Preeminent among the European nations wishing to retain its identity is Poland, the country in which Trump chose to deliver his speech.  The new president of France, Emmanuel Macron, has urged E.U. sanctions against Poland for refusing to accept Islamic immigrants.  Not coincidentally, Macron’s presidential campaign consisted of a series of hosannas to the virtues of multiculturalism and globalism, including Macron’s bizarre claim that “There is no such thing as French culture.”  No other people are expected to behave this way.  Japan, for example, is a very wealthy country that allows virtually no immigration of any type.  No one threatens economic sanctions on Japan over this, or even writes indignant articles in The Atlantic or the New Republic about it.  Any Japanese politician who claimed that “there is no such thing as Japanese culture” would quickly sink into political oblivion.  But in the ideology embraced by most of the leaders gathered for the G20 Summit and their media acolytes, the highest expression of European values is for Europe to cease being European.  As James Burnham noted over 50 years ago, liberalism is the ideology of Western suicide.

It is wrong to dismiss opposition to this ideology as “racist.”  At this writing, for example, many thousands of immigrants from the Middle East and Africa are hoping to be admitted into Italy.  If everyone in the Middle East and Africa who wanted to come to Europe actually did, that number would be many millions.  Given the very low birthrates in Italy and the very high birthrates in Africa and parts of the Middle East, it is easy to imagine unfettered immigration producing an Italy where Italians were greatly outnumbered in their own country.  At some point, Italy would be, as Metternich quipped, merely a geographic expression, because “the bonds of culture, faith, and tradition” Trump spoke of could not possibly survive such a demographic deluge.  A desire to preserve those bonds and to prevent your country from becoming something it never has been is simply, and profoundly, conservative.

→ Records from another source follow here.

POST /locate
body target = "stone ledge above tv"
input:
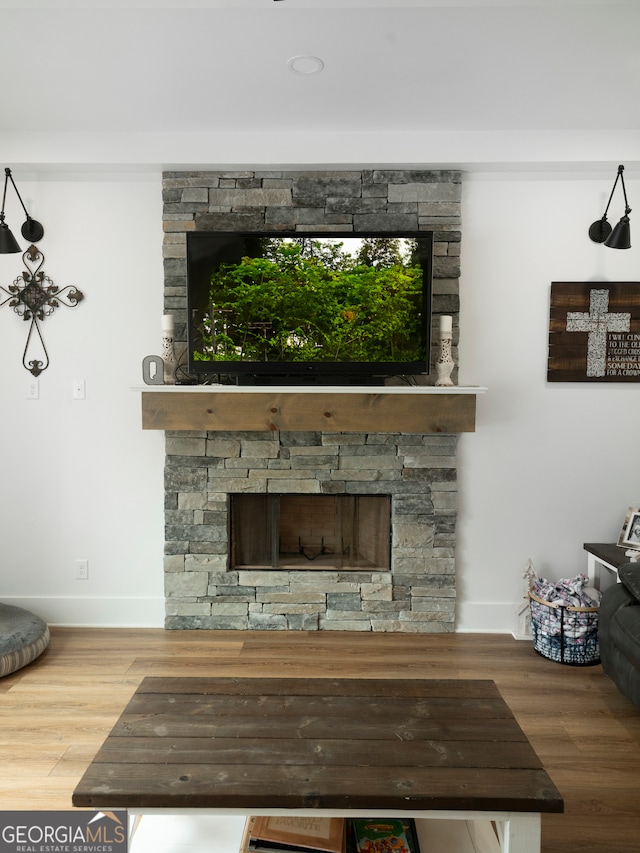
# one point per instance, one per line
(422, 409)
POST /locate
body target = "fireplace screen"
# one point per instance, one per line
(316, 532)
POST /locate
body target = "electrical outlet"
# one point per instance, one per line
(82, 570)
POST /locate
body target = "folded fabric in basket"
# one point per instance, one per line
(567, 592)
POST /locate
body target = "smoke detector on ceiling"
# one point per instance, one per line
(305, 64)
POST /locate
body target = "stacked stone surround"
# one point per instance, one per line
(418, 471)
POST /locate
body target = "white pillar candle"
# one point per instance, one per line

“Poland is fighting” was the motto of the Home Army that rose up in Warsaw in 1944 with the aim of dislodging the Nazis and forestalling the communists.  Poland is fighting still, against a globalist ideology that seeks to erase borders, and nations, and many other bonds that intellectuals dismiss but that human beings require.  It is heartening that President Trump wants to put America on the right side in that fight for the soul of the West.